As is presented in Table 4, some participants had one or more complications post-operatively. The results of the current study show that patients who had SLNB plus LAS had a higher rate of complications (infection, seroma, hematoma, and paresthesia) than those who had SLNB alone. Also, the present study's findings revealed a statistically significant association between a decreased range of motion and axillary surgery (p 0.03) and a highly significant association between lymphedema and ALND (p < 0.001). Table (4).
The results of the present study were similar to a prospective study that revealed that only a minority of patients were at high risk of lymphedema (4%) and 6% with ALND (Rafn BS et al., 2022). After ALND, most patients develop lymphedema months or years later; 80% develop some fibrofatty accumulation, and one-third of patients have more fat than fluid in their limbs (Dayan JH et al., 2020).
A study (Snyder A. et al., 2014) found lymphedema development in 7 (6.9%) out of 101 cases constituting the study group. Lymphedema lasted within 3 months of surgery. They then had arm physiotherapy (Gillespie TC. et al., 2018). Managing lymphedema with physiotherapy, massage, and lifetime compression might be difficult. Despite complete compliance, lymphedema frequently worsens. A third of patients experience cellulitis, which can spread quickly and cause sepsis (Wiser et al., 2020).

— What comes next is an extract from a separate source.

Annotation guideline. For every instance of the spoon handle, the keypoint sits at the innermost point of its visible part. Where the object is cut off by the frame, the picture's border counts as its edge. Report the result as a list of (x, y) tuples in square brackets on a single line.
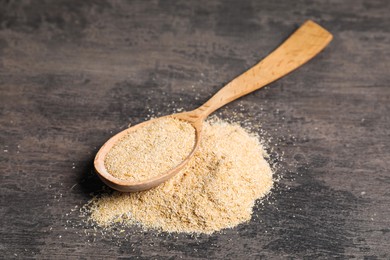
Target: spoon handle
[(300, 47)]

Seroma is the most frequent postoperative complication following mastectomy and axillary surgery (incidence of 3% to 85%). Infection risk is increased by prolonged drainage from seromas (Srivastava 2012; Onesti MG 2017). Clinical Trials Registry India (Prajapati S. et al., 2021) found that 9% of patients in the study's control group had seroma, compared with 42% in the ALND group, with paresthesia and seroma being the most common.
CONCLUSIONS
Several complications still harm patients despite developments and breakthroughs in axillary surgery for staging the axilla in early breast cancer, such as infections, hematomas, seromas, paresthesia, shoulder stiffness, and arm swelling, which delayed adjuvant therapy and decreased quality of life.
Ethical Approval Statement
This research study, titled " Complications Post-Axillary and Breast Surgery in the Management of Early Breast Cancer" conducted by [Kwestan Mohammed Rahim , Nizar Mohammad Tawfeeq Hamawandi], has received ethical approval from the the [The Ethics Committees of College of medicen] at [the University of Sulaimani].
FUNDING
This research did not receive any grant from funding agencies in the public, commercial, or non-profit sectors.
AUTHOR’S CONTRIBUTIONS
All authors contributed equally to the conception and design of the study, data collection, and analysis, and drafted the initial manuscript. All authors critically reviewed and edited the manuscript. All authors approved the final version of the manuscript for submission..
DISCLOSURE STATEMENT:
The authors report no conflict of interest.
ACKNOWLEDGEMENTS
We thank the anonymous referees for their useful suggestions.